Una novela sobre la irremediabilidad, la irrevocabilidad de las palabras una vez pronunciadas. Su protagonista, Violet Kerrigan, son los ojos, es el sentimiento de casi todo cuanto leemos:

 

          “Yo. El monosílabo más lastimero del idioma”.

 


Muchas de sus páginas son los días borrosos de Violet, días que “transcurren como balo el agua” y en los que ella ha de arrastrase “para atravesarlos” y forzarse para respirar: “mantenerme viva es la meta […]. Sólo corro para seguir viva”.

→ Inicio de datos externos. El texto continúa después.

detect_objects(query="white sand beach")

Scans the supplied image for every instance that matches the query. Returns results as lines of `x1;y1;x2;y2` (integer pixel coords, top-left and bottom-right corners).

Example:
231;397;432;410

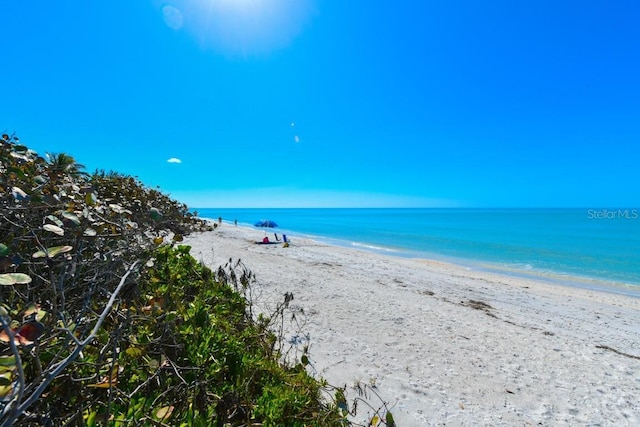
184;224;640;426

¿Es una debilidad femenina, existe como tal, “el amor no cuestionado, el amor sin dudas”, un amor sin el cual te mueres? De lo más profundo de Violet surge la respuesta: sí.

 

“Mi deseo es vivir una vida en la que las emociones lleguen despacio, como las nubes en un día tranquilo. Ves cómo la nube se acerca, reparas en su belleza, la contemplas mientras pasa y la dejas ir. No te obsesionas con lo que has visto, no lamentas su desaparición. Te conformas con entender que nunca aparecerá una nube idéntica a esa, por muy hermosa, por única que sea. Y no lloras por haberla perdido”.

 

Lo admito, es esta una de las poquísimas novelas que me han hecho llorar. Un poco. Levemente. Hay demasiada emotividad en sus páginas, en sus palabras, en sus personajes vívidos. No olvides que te hablo de una novela de Joyce Carol Oates (“la felicidad no es de fiar; la melancolía, sí”), de quien la periodista cultura española Nuria Azancot ha escrito que es “una adelantada a su tiempo y una suerte de baluarte moral contra la intolerancia y el miedo”.

 

          “Como suele decirse, no nos podemos imaginar el mundo sin                           nosotros”.